3.  You can try to fight it but the reality is that business is done through people.  You might as well learn how to deal with people, influence them, and be friends with them.  Your richest rewards through networking will be the enduring friendships that you’ll build but make no mistake, people network to get business done.

Maybe it is unfair, but talent and hard work are not enough.  You need people to purchase your goods and services, people to hire you, people to employ, and people to introduce you to other people.  Without relationships with people you’re just stuck.

So what do you do?

1.  Choose a networking organization or association that you like.  You don’t have to go out and join everything and try to be everywhere, especially at first. Just join one group, maybe two.  You are looking to meet one or two people that “get it.”  Networking is a tool through which you’ll find like minded people that want to serve one another, without expectation because they know that by doing so, everyone wins.

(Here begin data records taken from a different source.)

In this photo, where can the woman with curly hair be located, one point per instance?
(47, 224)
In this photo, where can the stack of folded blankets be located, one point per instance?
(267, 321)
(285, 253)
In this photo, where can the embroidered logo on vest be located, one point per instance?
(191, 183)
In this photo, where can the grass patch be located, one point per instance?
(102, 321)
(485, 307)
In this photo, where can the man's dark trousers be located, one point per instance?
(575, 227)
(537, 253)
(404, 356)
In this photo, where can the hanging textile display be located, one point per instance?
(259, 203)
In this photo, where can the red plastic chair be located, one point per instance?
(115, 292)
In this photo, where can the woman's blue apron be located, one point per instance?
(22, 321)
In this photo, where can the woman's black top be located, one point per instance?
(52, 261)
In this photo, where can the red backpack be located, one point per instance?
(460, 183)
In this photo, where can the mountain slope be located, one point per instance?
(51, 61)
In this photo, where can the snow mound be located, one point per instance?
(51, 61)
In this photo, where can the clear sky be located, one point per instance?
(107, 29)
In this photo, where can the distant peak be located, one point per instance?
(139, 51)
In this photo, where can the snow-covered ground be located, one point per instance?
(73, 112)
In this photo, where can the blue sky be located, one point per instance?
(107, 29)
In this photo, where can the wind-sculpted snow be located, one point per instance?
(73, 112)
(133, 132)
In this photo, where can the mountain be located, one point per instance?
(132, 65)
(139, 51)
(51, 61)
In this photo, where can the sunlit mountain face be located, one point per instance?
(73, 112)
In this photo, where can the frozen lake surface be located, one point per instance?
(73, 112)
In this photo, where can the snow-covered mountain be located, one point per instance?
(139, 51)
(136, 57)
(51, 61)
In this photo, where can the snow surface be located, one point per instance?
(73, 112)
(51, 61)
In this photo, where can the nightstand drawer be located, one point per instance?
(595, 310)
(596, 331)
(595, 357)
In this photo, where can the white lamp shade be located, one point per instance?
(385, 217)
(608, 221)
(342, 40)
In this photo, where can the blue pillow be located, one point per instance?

2.  Attend regularly.  You can’t build the relationships you need in business by attending once or twice.  You’ve got to be consistent and you’ve got to be in it for the long-term.  So it’s better to choose even one group and be consistent than to just go out everywhere just once.  Relationships are built through consistency.

3.  Get involved.  Help out any way that you are allowed.  Having something to do and being  a part of the team that helps to put something together will give you more exposure and help you feel more at ease.

4.  Give help.  When you help others to feel comfortable, make connections, or learn you’re actually taking your mind off of yourself – – and that’s good.  You’ll feel more at ease about networking because it won’t all be about you.  You’ll also be sowing the seeds for great business relationships and friendships.

5.  Ask for help.  Don’t be afraid to ask for help.  If you are scared, say so.  If you want to be introduced to someone – just ask.  If there is some resource that you are lacking such as additional employees, customers, or referral partners, engage your network and be very specific.

So if really hate the whole networking thing, it’s ok.  You don’t have to love it.  But if you want to get ahead in life, you have no choice, really.  You have to find a way to know and be known by others.  Over time, your feelings and anxiety will just go away.

I don’t pretend to know everything.  I’m always learning and  I know that I’m far from perfect in dealing with people.  I’m still working to build my own people skills.  But this still geeky, once-shy, girl is now a passionate believer in the power of helping others and building relationships with others through networking.  In fact, somewhere along the way, it became more than just something I did to get business, it became fun.  If I can do it, you can do it too.